Isso explica o surgimento insurtechs oferecendo seguros para nichos, como celular, entregadores, etc?

O Sandbox atraiu e incentivou empresas com esse perfil, capazes de identificar nichos de mercado que não estavam sendo atendidos [por seguradoras tradicionais]. Tem seguradora que se especializou regionalmente, com capacidade de desenvolver uma alta tecnologia algorítmica para dividir por microrregiões, o que torna o risco muito mais calculado e rápido. Tem empresas que fizeram a sua segmentação por renda, que olharam e falaram ‘nosso público alvo inicial são aqueles que sequer são atendidos pelo INSS’. Para ofertar e para ser capaz de segmentar mercados nesse grau de especificação, elas têm que ser dotadas de uma base tecnológica muito sólida. Estamos falando de empresas que serão capazes de escalar a complexidade dos riscos oferecidos até adquirir a capacidade de gerenciar novos outros riscos. Essa é a característica geral do Sandbox, que é impulsionar empresas de base tecnológica capazes de migrar de um pólo a outro e ser grandes ativos do mercado brasileiro como um todo.

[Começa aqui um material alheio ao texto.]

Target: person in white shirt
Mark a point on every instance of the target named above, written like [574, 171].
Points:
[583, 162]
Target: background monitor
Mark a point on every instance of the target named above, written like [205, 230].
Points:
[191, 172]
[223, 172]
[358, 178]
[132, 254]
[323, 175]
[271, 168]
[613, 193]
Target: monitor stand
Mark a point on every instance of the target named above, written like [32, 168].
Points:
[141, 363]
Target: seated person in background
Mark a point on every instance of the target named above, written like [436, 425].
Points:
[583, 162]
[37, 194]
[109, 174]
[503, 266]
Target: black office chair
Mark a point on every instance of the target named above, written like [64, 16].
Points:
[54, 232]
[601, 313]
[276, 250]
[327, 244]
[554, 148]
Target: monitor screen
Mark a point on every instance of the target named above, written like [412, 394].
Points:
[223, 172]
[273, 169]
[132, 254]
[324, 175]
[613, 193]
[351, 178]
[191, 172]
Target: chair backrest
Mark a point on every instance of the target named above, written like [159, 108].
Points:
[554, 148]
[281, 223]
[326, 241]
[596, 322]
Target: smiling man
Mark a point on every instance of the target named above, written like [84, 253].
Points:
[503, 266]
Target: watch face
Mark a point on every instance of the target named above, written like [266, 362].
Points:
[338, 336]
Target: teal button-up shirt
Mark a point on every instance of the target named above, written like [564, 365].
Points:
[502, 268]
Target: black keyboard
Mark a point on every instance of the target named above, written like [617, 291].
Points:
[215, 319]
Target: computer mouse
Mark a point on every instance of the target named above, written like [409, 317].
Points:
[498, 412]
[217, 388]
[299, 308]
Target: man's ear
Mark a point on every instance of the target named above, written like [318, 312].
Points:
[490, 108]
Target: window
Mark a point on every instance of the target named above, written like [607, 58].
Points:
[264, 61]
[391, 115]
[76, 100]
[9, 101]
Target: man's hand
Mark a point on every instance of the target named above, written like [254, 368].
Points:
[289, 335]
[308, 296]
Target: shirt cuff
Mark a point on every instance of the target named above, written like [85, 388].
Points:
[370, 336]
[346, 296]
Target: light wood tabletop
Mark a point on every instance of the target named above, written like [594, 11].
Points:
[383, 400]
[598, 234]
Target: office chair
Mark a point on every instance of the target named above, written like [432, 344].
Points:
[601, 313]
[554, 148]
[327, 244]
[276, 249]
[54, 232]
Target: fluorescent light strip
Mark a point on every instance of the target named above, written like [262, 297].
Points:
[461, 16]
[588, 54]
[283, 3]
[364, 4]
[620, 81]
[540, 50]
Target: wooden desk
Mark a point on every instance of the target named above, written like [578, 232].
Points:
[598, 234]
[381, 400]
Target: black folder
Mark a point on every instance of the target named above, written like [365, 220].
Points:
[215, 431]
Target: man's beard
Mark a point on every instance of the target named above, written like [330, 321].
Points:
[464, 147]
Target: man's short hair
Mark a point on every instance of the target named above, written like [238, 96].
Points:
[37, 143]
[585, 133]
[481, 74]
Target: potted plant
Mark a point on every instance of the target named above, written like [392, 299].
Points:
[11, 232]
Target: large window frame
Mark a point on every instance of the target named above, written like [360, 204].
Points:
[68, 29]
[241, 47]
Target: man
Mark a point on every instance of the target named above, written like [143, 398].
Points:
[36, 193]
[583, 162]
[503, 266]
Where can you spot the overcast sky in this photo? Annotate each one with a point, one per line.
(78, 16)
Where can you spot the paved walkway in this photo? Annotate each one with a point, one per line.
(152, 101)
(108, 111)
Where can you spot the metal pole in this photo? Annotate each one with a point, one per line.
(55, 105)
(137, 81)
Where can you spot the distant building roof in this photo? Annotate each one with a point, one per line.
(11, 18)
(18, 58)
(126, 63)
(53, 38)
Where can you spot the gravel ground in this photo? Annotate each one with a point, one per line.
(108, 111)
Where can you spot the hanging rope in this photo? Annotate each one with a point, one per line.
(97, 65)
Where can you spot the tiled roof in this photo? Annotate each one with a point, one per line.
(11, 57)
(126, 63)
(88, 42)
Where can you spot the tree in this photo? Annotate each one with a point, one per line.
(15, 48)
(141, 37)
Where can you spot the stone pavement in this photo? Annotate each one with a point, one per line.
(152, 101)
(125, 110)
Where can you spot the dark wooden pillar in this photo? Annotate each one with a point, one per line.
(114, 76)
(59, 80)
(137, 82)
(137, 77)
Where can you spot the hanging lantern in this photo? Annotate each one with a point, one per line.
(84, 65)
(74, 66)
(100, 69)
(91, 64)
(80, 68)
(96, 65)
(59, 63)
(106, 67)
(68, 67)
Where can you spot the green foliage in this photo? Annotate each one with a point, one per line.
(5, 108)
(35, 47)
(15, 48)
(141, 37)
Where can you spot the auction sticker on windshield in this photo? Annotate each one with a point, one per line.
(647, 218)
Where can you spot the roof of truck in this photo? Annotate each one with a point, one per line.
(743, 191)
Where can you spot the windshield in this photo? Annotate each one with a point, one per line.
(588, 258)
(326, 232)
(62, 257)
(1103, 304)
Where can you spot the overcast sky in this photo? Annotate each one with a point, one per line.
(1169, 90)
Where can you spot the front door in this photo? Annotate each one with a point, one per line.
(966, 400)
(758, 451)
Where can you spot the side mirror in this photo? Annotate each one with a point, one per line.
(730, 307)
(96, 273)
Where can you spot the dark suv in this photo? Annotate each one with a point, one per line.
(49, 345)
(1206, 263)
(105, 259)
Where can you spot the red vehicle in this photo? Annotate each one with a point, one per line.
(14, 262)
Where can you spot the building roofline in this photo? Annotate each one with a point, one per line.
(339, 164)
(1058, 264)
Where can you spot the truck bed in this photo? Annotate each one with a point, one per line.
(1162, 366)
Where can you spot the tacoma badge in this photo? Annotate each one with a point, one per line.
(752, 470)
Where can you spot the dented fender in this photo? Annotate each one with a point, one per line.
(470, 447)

A Susep vai ajudar essas startups a encontrar rotas de financiamento?

Esse será um dos eixos de correção ou de incremento do próximo momento do Sandbox. Vamos buscar dialogar com os entes financiadores e entender os caminhos de crédito para que essas empresas tenham uma chegada mais fácil nesse período, que é um pedaço do vale da morte de cada startup. Chega um momento que ela precisa de financiamento e é papel do ente incubador olhar para os financiadores e falar: ‘Olha, posso te assegurar que esta empresa cumpre tal ou qual requisito de qualidade’. Inclusive, esclarecer que entendemos a trajetória de médio e longo prazo dessas empresas, de maneira que ele possa compreender isso para ser um financiador com mais capacidade de ver onde vai adquirir valor nesse negócio no futuro. Isso é importante para o financiador ficar mais tranquilo com o curto prazo, porque via de regra ele busca muitas garantias e a proteção do seu financiamento no curto prazo. A Susep é capaz de ser um parceiro dessas empresas. Não tenho dúvida de que daqui a dez, 15 anos, a gente vai olhar para parte dessas empresas e elas vão figurar entre as grandes companhias do mercado segurador brasileiro.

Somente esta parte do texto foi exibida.